A: Unlike breast cancer where therapies can extend survival by about five to 10 years, it is difficult to expect a significant improvement in survival with the secondary therapy in gastric cancer. Although extending the overall survival by 2.2 months may seem unsatisfactory, it is well worth using it, given the time when the patient struggles with side effects or complications during survival. Twenty years ago, if a person was diagnosed with stage 4 gastric cancer, it was not easy to survive for more than six months. Many died without even getting treatment properly because there was no treatment. Now, such patients can survive for one and a half years to two years.
Q: The ramucirumab-paclitaxel combo therapy is adding a targeted therapy to chemotherapy. Is there any toxicity concern?
A: As ramucirumab targets VEGFR2, the toxicity is mild compared to the combined therapies of other anticancer drugs. Targeted therapy aims to minimize side effects while promoting efficacy. Ramucirumab is a good treatment option because it can offer improved treatment effect without significantly increasing fatigue and hair loss, which are the adverse reactions of general anticancer drugs.
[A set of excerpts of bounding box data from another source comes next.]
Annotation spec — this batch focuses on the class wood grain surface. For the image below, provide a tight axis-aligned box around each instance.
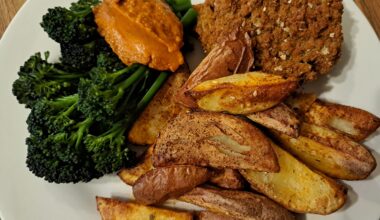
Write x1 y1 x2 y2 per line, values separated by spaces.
0 0 380 39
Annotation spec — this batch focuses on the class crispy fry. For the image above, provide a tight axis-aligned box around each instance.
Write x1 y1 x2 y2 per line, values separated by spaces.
133 165 211 205
198 211 242 220
275 123 376 180
177 32 254 108
153 112 278 172
247 103 300 137
305 100 380 141
180 187 294 220
128 65 189 145
188 72 298 115
240 144 346 215
117 146 154 186
285 93 317 114
96 197 193 220
210 169 244 189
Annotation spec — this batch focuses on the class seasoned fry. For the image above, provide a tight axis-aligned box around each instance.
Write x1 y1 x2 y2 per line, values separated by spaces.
305 100 380 141
240 144 346 215
188 72 298 115
276 123 376 180
285 93 317 115
177 32 254 108
198 211 242 220
180 187 294 220
96 197 193 220
117 146 154 186
247 103 300 137
210 169 244 189
128 65 189 145
153 112 278 172
133 165 211 205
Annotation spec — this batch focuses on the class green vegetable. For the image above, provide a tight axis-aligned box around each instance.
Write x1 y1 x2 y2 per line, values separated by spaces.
79 65 148 123
13 0 174 183
12 53 86 108
181 8 198 29
41 0 99 43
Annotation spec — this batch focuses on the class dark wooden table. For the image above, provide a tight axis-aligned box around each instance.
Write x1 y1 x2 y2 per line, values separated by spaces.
0 0 380 39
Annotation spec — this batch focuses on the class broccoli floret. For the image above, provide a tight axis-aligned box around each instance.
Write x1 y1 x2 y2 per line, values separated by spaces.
26 119 104 183
61 39 125 71
12 53 86 108
61 41 98 71
41 0 99 43
27 94 79 136
85 120 135 173
79 65 148 123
Q: Are there any remaining unmet medical needs in metastatic or advanced gastric cancer treatment?
A: There should be more therapies to extend survival. In lung cancer and breast cancer, there are many treatments and responses are good. So, even if a patient has a metastasis, many patients live for a long time. But in gastric cancer, even with the primary and secondary therapies, patients live for about one and a half years only. To prolong survival, researchers have to find the “unknown target” of targeted therapy.
If we use the combo treatment for a patient with poor gastric function or without a stomach due to recurrence after surgery, the patient often suffers a lot due to cytotoxicity. So, we need to develop a treatment that can minimize side effects to improve patients’ quality of life.